The 2012 Champions League campaign is the clearest example. In the 2–1 win over Spartak Moscow, Samaras scored the late winner with a towering header. In the famous 2–1 victory over Barcelona at Celtic Park, he was instrumental in every counterattack, stretching the pitch and creating space for Victor Wanyama and Tony Watt. The Guardian’s report on the match described him as “the release valve that Barcelona could not contain.”
Supporter sentiment shifted dramatically during this period. The Celtic Underground’s “Resurrection of Samaras” article captures the emotional arc perfectly. It describes how he went from a figure of frustration to a player whose name was sung with affection and gratitude. His penalty at Ibrox in 2011, coolly slotted past Allan McGregor, cemented his status as a player who delivered in the biggest moments.

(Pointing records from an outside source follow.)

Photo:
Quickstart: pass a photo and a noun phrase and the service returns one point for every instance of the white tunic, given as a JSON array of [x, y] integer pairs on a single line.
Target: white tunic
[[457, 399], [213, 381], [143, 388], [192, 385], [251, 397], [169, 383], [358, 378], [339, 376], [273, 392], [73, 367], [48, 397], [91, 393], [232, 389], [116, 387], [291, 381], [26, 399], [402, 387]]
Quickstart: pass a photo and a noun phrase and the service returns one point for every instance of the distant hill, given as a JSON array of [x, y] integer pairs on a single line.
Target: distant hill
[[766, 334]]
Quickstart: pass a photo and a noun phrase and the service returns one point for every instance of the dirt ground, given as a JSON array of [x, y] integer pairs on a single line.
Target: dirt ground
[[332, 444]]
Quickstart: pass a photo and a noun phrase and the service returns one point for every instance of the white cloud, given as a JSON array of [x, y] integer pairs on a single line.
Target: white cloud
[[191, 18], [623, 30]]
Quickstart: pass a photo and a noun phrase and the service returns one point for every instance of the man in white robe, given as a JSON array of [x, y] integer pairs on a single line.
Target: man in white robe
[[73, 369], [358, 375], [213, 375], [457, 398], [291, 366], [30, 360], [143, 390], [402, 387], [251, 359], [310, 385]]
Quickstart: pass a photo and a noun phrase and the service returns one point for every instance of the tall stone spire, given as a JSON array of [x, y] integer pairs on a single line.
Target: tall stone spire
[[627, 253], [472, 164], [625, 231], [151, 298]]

Comparing Samaras to the others reveals something important about Celtic’s forgotten heroes. Telfer provided stability. Caldwell provided bravery. Johansen provided energy. Samaras provided moments. Not just any moments, but moments that defined seasons, moments that live in the collective memory of supporters.
His farewell in 2014 was emotional. Celtic FC’s official tribute described him as “a player who gave everything, who loved the club, and who will always be welcome at Celtic Park.” Supporters agreed. The man who had once been booed off the pitch left to a standing ovation.
The Legacy of the Forgotten Heroes
What unites Telfer, Caldwell, Johansen, and Samaras is not style, position, or personality. It is the fact that each of them shaped Celtic in ways that were not always obvious at the time. They were players who carried weight, who absorbed pressure, who allowed others to shine.
Telfer gave Strachan’s first team the stability it needed. Caldwell gave the defence leadership and bravery. Johansen gave Deila’s system its heartbeat. Samaras gave Celtic its European identity.
They were not perfect. They were not always consistent. But they were essential.
Football history often forgets the players who do the work between the headlines. This article is a reminder that Celtic’s story is richer, deeper, and more complex than the list of its most famous names. It is built on the contributions of players who were sometimes criticised, sometimes misunderstood, sometimes overlooked, but always important.
These are Celtic’s forgotten heroes. And their stories deserve to be told.